TL;DR
This isn't a tool problem. It's a process problem. The solution is to make the costs of the current process visible to your management team.
Analysis and Recommendations
You don't identify your role, or that of your boss. Nevertheless, for most of your issues you point to your boss's decisions and company policies to explain why data reconciliation is a manual process. Processes have an associated cost, and the time spent reconciling all those Excel spreadsheets is one of them. Those costs, as well as any process improvements that could cut costs, should be visible to your management team so they can make an informed decision about whether or not the current process is optimal.
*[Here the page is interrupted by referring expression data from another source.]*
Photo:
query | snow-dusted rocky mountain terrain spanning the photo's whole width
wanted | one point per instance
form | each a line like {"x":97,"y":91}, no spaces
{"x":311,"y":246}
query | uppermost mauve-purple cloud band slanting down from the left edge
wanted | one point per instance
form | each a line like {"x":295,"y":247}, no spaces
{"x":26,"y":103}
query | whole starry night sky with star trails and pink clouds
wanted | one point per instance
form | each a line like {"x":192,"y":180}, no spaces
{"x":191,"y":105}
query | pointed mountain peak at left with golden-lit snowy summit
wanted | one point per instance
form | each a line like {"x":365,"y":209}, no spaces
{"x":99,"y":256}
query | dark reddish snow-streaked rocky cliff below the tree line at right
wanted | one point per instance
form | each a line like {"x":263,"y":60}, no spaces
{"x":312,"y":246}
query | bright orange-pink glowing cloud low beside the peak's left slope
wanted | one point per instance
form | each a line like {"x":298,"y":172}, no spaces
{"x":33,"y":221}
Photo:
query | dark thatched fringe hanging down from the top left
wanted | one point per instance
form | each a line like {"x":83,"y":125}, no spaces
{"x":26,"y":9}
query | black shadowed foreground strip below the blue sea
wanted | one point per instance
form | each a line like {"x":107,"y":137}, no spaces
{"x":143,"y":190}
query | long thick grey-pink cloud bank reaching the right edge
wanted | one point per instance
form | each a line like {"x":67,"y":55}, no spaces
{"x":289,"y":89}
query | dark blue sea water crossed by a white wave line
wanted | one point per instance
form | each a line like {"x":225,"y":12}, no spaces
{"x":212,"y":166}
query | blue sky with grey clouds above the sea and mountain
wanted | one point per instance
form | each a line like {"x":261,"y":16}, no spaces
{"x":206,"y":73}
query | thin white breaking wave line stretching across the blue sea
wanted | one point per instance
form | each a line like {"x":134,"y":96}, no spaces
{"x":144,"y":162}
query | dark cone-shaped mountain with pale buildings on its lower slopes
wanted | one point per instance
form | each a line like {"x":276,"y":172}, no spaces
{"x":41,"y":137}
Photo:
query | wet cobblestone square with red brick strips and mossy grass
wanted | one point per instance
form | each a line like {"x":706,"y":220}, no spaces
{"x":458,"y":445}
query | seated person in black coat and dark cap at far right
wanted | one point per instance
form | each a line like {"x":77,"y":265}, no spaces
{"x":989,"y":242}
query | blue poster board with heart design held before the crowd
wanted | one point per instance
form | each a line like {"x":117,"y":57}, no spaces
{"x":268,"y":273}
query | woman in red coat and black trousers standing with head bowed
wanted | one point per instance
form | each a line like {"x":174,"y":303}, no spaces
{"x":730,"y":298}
By definition, management owns all costs and risks related to a project. That includes the responsibility for budgeting for capital costs such as purpose-built tooling or other process automations, or opting for semi-manual processes such as the one you have now. In either case, management is making a business decision as to which costs they prefer to incur.
Making the costs (including everyone's labor to fill out the data, as well as your labor to reconcile it all) and risks (manual processes are often error-prone) fully visible to management supports better executive decision-making. Making potential quality improvements or cost savings visible to management gives them options about where they want to invest business resources. If you make a case for a different process or tool that can save the project money, management can then decide whether or not to implement the change based on the needs of the business.
Whether senior management applies resources to improve your process or not, they still own the process. That means they must explicitly or implicitly accept the costs, risks, and consequences of whatever business decisions they make.
The project manager role shouldn't be held responsible for the choices of senior management. In this type of situation, the responsibility of the role extends to making known issues and potential improvements visible, and then gathering a funding or implementation decision (which may include acceptance of the status quo) from project sponsors or the accountable executive resource.